Chiara Saraceno: la donna in cattedra per emancipare le donne

Chiara Saraceno

Chiara Saraceno

"Ho pagato prezzi altissimi per i miei studi di rottura. Il mio rimpianto? Volevo fare l'attrice"

NATA IL 20 ottobre 1941 a Milano LAUREA: Filosofia LAVORO: sociologa, professoressa universitaria HOBBY: viaggi e teatro 

«E DIRE che volevo fare l’attrice...»

Chiara Saraceno, sociologa di fama internazionale, quando era adolescente sognava di frequentare la scuola del Piccolo Teatro a Milano. La vita, poi, l’ha portata su un’altra strada: una laurea in filosofia alla Cattolica con tesi sull’etica protestante di Max Weber, cattedre all’Università di Trento e Torino e studi sociologici su famiglia, rapporti di genere, povertà.

Professoressa, com’è passata dal palco alle cattedre universitarie?

«In famiglia non piaceva molto l’idea che facessi l’attrice e, prima ancora che mi venisse proibito, rinunciai. La mia famiglia comunque non avrebbe apprezzato. Ma ammetto che, in quel caso, non feci nessuna battaglia: mollai subito. Forse è l’unico rimpianto che mi è rimasto: non saprò mai che cosa sarebbe successo se avessi insistito...».

Nessun altro rimpianto?

«Sono stata fortunata. Tutto quello che volevo fare l’ho fatto e, per quanto riguarda la vita personale, sono molto soddisfatta. Ho avuto due figlie gemelle, sono nonna. Ecco, se proprio devo dire, forse avrei voluto fare molti più viaggi, ma ora sono troppo avanti con gli anni. Comunque, in definitiva, il bilancio è positivo, ma...».

Ma?

«Ho pagato prezzi anche molto alti per tutti i miei studi e le mie idee, ma nonostante tanti sforzi, incontri importanti anche con influenti rappresentanti del mondo politico, mi rimane la delusione: la società non è cambiata come avrei voluto».

Quando ha capito di non avere, in parte, centrato l’obiettivo?

«Una mia collega, molto più giovane, mi ha detto: ‘Ho letto una tua cosa degli anni ’70 e si potrebbe scrivere ancora oggi...’. Continuare a essere profeti a 40 anni di distanza non è il massimo».

Pensando alla sua carriera, essere donna l’ha condizionata?

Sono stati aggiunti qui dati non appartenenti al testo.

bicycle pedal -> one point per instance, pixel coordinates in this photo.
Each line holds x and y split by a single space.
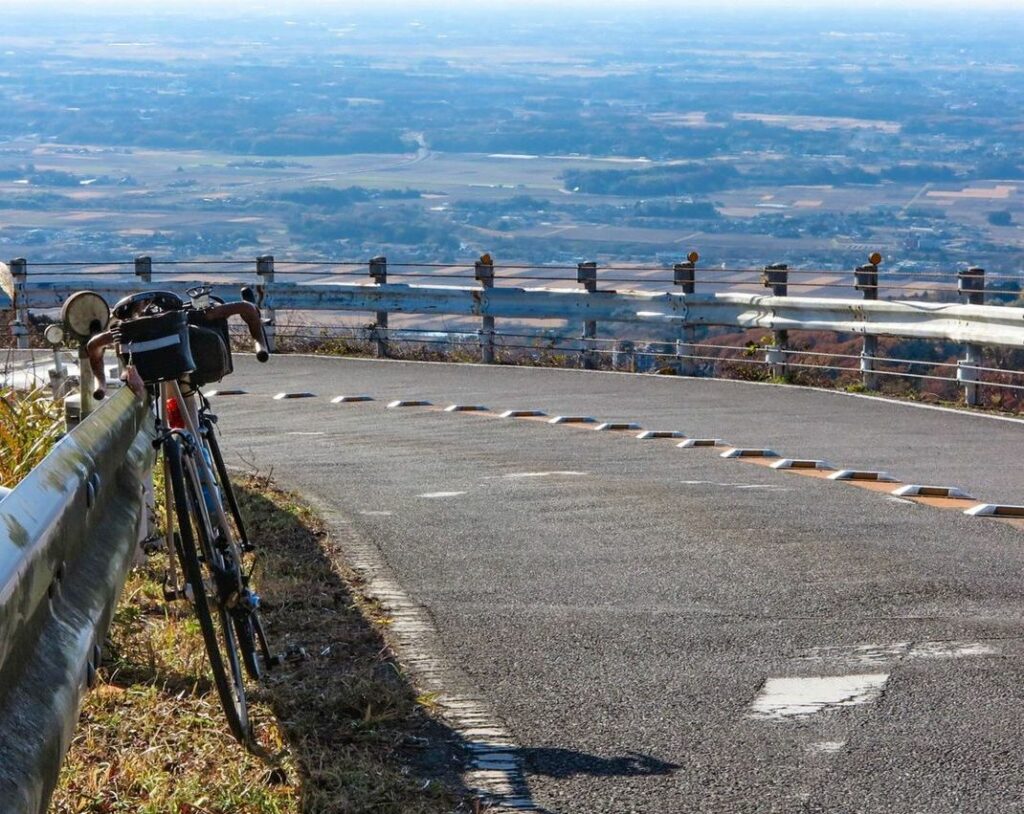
152 546
173 594
292 655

«Il mondo accademico italiano è maschilista. Quando sono diventata professore ordinario, le donne erano solo il 10 per cento. Ma, devo dire la verità, non ci sono stati solo svantaggi».

Un esempio positivo?

«Il fatto di essere una studiosa femminista nel momento in cui il femminismo non era solo un movimento internazionale, ma anche una comunità di studiose, mi ha favorita. Nel 1986, c’era il governo Craxi, feci parte della commissione nazionale sulla povertà presieduta da Ermanno Gorrieri. Non ero un’esperta, ma una donna che si occupava di donne. In pratica, sono stata nominata per questo motivo. Da qui, però, ho avuto lo stimolo per studiare la povertà in modo approfondito».

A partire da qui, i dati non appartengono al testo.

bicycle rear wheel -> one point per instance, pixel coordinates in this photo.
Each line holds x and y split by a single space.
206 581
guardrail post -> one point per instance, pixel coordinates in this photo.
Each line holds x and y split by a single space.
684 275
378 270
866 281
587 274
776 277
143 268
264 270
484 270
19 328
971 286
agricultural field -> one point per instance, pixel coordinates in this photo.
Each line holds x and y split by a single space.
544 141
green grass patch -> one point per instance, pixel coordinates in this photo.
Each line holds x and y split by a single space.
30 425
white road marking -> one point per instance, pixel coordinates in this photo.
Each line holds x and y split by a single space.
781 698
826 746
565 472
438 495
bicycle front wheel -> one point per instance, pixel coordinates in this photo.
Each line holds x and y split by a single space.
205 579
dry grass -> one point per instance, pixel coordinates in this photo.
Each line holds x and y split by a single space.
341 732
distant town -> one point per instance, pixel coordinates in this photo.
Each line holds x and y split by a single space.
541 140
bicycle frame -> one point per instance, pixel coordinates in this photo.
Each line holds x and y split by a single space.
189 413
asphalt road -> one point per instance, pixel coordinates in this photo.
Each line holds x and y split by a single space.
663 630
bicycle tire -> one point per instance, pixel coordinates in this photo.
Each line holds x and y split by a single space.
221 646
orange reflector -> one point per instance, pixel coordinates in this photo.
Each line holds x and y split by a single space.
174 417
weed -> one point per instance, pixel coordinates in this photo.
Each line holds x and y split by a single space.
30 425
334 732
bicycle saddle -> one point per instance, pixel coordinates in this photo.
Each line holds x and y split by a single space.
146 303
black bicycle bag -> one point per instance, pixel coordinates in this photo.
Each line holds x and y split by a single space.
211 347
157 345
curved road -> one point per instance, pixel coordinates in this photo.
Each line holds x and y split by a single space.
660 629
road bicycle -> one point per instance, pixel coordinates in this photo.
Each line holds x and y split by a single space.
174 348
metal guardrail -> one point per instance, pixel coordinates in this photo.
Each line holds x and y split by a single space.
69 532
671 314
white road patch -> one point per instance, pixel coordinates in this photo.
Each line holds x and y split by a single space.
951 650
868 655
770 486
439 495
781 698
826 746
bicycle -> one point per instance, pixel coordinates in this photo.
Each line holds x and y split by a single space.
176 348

C’è, invece, qualche caso in cui essere donna l’ha penalizzata?

«Ho pagato prezzi altissimi. Persi un concorso universitario, e qualche commissario giudicò: ‘Lei ha distrutto la famiglia italiana’. Nel mondo accademico non è stato facile applicare studi di rottura su donne e famiglia. C’erano ostacoli fortissimi, però non ero isolata, bensì facilitata dal clima culturale internazionale del tempo».

Oggi abbiamo pareggiato il ‘gap’ con gli uomini?

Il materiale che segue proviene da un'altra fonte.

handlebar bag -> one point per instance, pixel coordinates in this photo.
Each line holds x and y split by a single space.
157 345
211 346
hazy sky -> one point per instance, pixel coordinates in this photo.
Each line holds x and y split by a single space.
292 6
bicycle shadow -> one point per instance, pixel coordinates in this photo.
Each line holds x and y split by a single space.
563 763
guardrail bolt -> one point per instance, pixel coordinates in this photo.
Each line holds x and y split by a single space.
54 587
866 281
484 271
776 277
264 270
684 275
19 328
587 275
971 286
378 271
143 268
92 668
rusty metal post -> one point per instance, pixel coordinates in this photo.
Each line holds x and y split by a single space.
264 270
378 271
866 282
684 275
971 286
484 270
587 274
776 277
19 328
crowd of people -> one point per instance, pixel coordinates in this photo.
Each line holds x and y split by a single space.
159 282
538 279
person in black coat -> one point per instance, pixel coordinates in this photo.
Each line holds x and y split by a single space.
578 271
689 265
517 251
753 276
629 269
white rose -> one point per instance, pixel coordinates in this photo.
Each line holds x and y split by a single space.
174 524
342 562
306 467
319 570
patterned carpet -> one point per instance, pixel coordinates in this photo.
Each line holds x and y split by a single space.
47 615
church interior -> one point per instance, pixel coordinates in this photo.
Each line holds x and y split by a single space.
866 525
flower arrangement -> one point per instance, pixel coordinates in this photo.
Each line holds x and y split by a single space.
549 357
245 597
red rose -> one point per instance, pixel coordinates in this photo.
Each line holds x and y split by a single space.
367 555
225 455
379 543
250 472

«Da quasi trent’anni le donne studiano più degli uomini. Poi sul fronte famiglia, c’è maggiore simmetria d’istruzione tra lei e lui e le leggi su congedi e divorzi hanno creato condizioni migliori. Inutile nascondere i passi da gigante in tanti campi, per non parlare poi della contraccezione: le prime pillole erano ‘botte’ terrificanti, quasi proibite».

Punti dolenti?

«Cambiano le aspettative. Oggi le donne si aspettano di essere pari agli uomini, ma poi si scoprono dispari. I modelli di genere restano rigidi e, quindi, nella maggior parte dei casi la divisione del lavoro famigliare resta asimmetrica, più a sfavore della donna».

Il nostro sistema di welfare è inadeguato?

«Non si è attrezzato al cambiamento. Anche una misura come ‘opzione donna’ in realtà non aiuta. In pratica dice: vai pure in pensione prima, ma a spese tue. Poi c’è il part-time, sempre più difficile da ottenere volontariamente, permane il divario del welfare tra Nord-Sud e, infine, resta sempre inalterato il fatto che il 20% delle donne lascia il lavoro per motivi famigliari (la maggior parte delle volte, per una maternità)».